We found an association for the MRE11 SNP rs2155209 with bladder cancer risk. If a Bonferroni correction had been used to account for multiple testing in this study, no SNP would be significantly associated with bladder cancer. However, a Bonferroni correction is likely to be an overcorrection as Bonferroni assumes independence between multiple tests. We calculated the false positive report probability for the observed association as an alternative method of correcting for multiple testing and found the result to be approximately equally likely to be a true or a false finding. The lack of Hardy-Weinberg equilibrium amongst the hospital-based control group for this SNP may provide some evidence that this result is a false positive, considering that no effect of rs2155209 was seen when comparing the community controls with the cases. Therefore this result requires validation in a further cohort.

In line with the current literature [3841] we found a strong association between bladder cancer risk and both smoking and dye exposure, and a weaker association with plastics manufacturing. However, there was no modification of these effects when stratifying by SNP genotype.

As MRE11, NBS1, RAD50, ATM, and H2AX interact with each other to facilitate DSB damage signalling, we hypothesized that there may be a gene dosage effect in our study, with subjects with increasing numbers of high risk alleles having an increased risk of bladder cancer. However, there was no difference found between the case and control populations with adjusted odds ratios of ~1.0 and tight confidence intervals.

The case and control populations had similar age and sex distributions with no significant difference in ethnicity. Quality control was stringent in the study with a low proportion of undetermined samples and high concordance among the duplicate samples. The sequencing of MRE11 variant rs2155209 confirmed the Taqman genotyping results. One of the strengths of this study is the detailed information on occupational history in a mainly Caucasian population based in West Yorkshire which allows the investigation of gene-environment interactions. Despite this, it is likely that the study was underpowered to detect such interactions. There is always an inherent recall bias in this sort of questionnaire-based study, with the possibility that case subjects are more likely to remember smoking dose and any hazardous exposures. Occupational exposure was difficult to quantify from the interviews.

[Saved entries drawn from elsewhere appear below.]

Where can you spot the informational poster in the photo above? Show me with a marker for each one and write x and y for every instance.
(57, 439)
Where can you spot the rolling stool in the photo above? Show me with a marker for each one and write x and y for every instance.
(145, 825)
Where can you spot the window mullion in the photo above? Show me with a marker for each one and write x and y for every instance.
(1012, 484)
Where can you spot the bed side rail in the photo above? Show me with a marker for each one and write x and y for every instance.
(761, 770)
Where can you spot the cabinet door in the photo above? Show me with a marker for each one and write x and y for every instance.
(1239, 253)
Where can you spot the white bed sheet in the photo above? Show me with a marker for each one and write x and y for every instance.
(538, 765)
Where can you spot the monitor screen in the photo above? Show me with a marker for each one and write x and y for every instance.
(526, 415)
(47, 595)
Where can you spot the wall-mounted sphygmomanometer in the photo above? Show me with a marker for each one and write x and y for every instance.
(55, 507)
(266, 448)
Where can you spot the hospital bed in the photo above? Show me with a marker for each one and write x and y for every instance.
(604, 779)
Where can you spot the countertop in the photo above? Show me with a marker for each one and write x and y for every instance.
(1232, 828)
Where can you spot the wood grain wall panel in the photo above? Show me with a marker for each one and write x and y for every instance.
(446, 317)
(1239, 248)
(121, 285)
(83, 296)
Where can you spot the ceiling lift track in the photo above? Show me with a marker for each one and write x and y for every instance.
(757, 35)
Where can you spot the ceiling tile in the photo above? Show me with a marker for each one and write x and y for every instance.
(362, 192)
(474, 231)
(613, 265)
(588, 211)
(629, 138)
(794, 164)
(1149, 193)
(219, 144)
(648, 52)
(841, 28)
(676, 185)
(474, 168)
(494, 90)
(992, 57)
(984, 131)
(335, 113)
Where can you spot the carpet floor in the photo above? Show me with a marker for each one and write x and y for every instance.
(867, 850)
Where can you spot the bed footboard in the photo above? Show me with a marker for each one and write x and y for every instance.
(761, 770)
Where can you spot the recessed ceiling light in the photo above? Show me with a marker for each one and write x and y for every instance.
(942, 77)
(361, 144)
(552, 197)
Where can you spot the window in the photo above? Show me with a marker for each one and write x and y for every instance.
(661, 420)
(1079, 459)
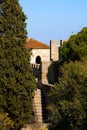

The MRE11 variant associated with bladder cancer was located in the 3'UTR of the gene. The 3'UTR has been implicated in regulation of transcription and mRNA stability [42]. Variants in this region of a gene may have functional significance by affecting transcription and leading to reduced or abnormal protein expression. Alternatively, the variant may be in linkage disequilibrium with a functional variant nearby.

To our knowledge, there have been no previous studies investigating variants in ATM, MRE11, RAD50 or H2AX and bladder cancer risk. However, Mongiat-Artus et al have reported mutations of MRE11 or RAD50 in upper tract urothelial tumours, although numbers are small (four of 58 tumours) [43]. The MRE11 3'UTR variant has not yet been investigated for possible cellular functional effects. In vitro studies may provide a mechanistic explanation for the increase in bladder cancer risk by determining if the variant leads to reduced transcription or instability of mRNA.

Conclusion

In conclusion, in this relatively large bladder cancer case-control study, a marginal association with bladder cancer risk was found for the MRE11 SNP rs2155209. Associations between bladder cancer risk and both smoking and dye exposure were confirmed. Results of this study need validation in another case-control cohort and a larger population is required to fully investigate possible interactions of variants with smoking and dye exposure.